3.1 General principle
The schematic layout of CLFIS is shown in Fig. 1. The entire system includes two main parts which are fore optics and imaging spectrometer. The fore optics is telecentric in image space in order to make the chief ray from L1 is parallel to the optical axis. The telecentric structure ensures the chief ray from lenses array converge on the focus, so that the microlens center and the sub image center are at the same location in x and y directions. The aperture is placed at the focal plane of L1 and is encoded in binary randomly. L2 and L3 have the same focal length and form a 4f system. The light from first image formed by L1 is dispersed by an Amici prism on the focal plane of L2 and L3. Then, the light is collected by L3 and imaged on “light field sensor,” which is composed by lenses array and a format detector. The lenses array consists of hundreds of microlenses which have the same focal length and diameter. The distance between lenses array and the format detector is the focal length of microlens.

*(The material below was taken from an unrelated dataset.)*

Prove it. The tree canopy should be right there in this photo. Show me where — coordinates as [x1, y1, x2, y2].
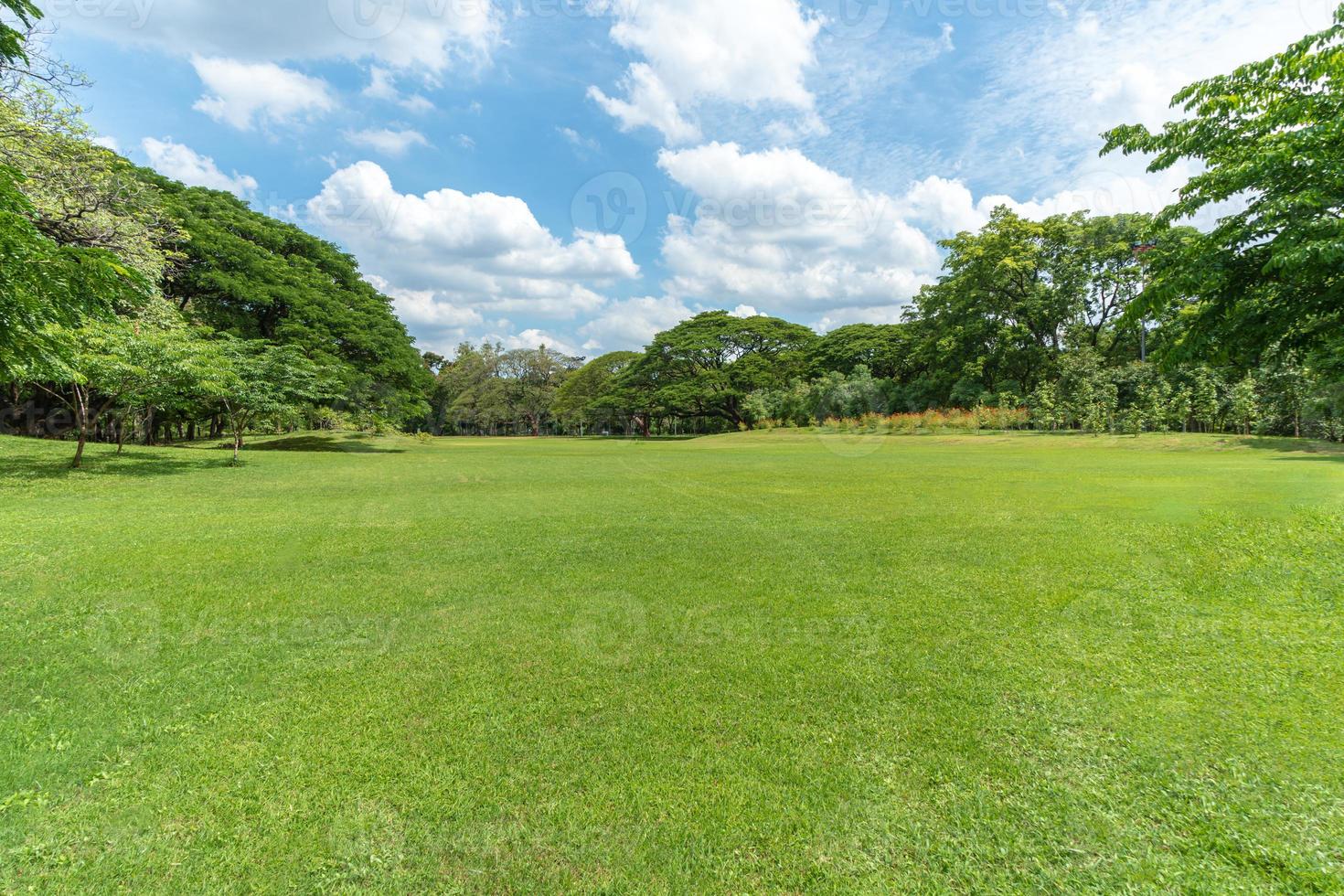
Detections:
[1104, 6, 1344, 356]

The “light field sensor” can record the intensity and directions of the light simultaneously. As shown in Fig. 1, the object plane and lenses array are conjugate; the coded aperture and format detector are conjugate. From the above, CLFIS obtains the encoded light field data with spectral information. Based on the light field theory and digital refocus algorithm, we can recover the depth information of targets using the light field data. Since the coded aperture is imaged on the detector, so that the sub-image under each microlens is encoded in binary. The sub-image is sparsity in some transform domain, such as Fourier domain and wavelet domain. As results, the spatial and spectral information of targets can be recovered based on CS theory and CASSI reconstruction technique [23].
3.2 Optical model
We assume that the light intensity from arbitrarily target point is noted by L(xo, yo, zo, λ). The coordinate of object plane is represented by (xo, yo, zo). λ is the wavelength that is considered. The coordinates of coded aperture are noted by (u, v), which is set as the origin of optical axis (zo axis, and the positive direction is the light path direction). The coordinate of the first image plane, lenses array and detector is noted by (xi,yi,zi), (s, t) and (xd, yd), respectively. The optical layout of the fore optics is shown in Fig. 2. The width of the aperture is D1, which is considered as a square. The first image point of the arbitrarily object point P (xo, yo, zo) is represented by P’(xi,yi,zi). According to the Gauss image formula, (xi,yi,zi) is given as
$$\left\{ \begin{gathered} x_{i} = x_{o} f_{1} /z_{o} \hfill \\ y_{i} = y_{o} f_{1} /z_{o} \hfill \\ z_{i} = \left( {z_{o} - f_{1} } \right)f_{1} /z_{o} \hfill \\ \end{gathered} \right.$$
(1)
The light field data record the light direction information. Since the coded aperture conjugates with detector, the pixels under each sub-image are encoded by the aperture. The number of coded elements in the aperture is equal to that of pixels under each microlens. The position of each sub-pupil is noted by (um, vn) (m = 1, 2, …, M, n = 1, 2, …, N; M, N are the numbers of encoded elements of the aperture in u direction and v direction, respectively, and m, n are the indexes). The aperture stop is encoded randomly in binary, which is illustrated in Fig. 3. Besides, we assume that the transmission function printed on the aperture is represented as T(u, v),
$$T\left( {u,v} \right) = \sum\limits_{m}^{M} {\sum\limits_{n}^{N} {t_{m,n} } rect\left( {\frac{u}{{d_{a} }} - u_{m} ,\frac{v}{{d_{a} }} - v_{n} } \right)}$$
(2)
where da is the side length of each element, and tm,n represents the coded status (1 for open and 0 for closed) at location (um, vn).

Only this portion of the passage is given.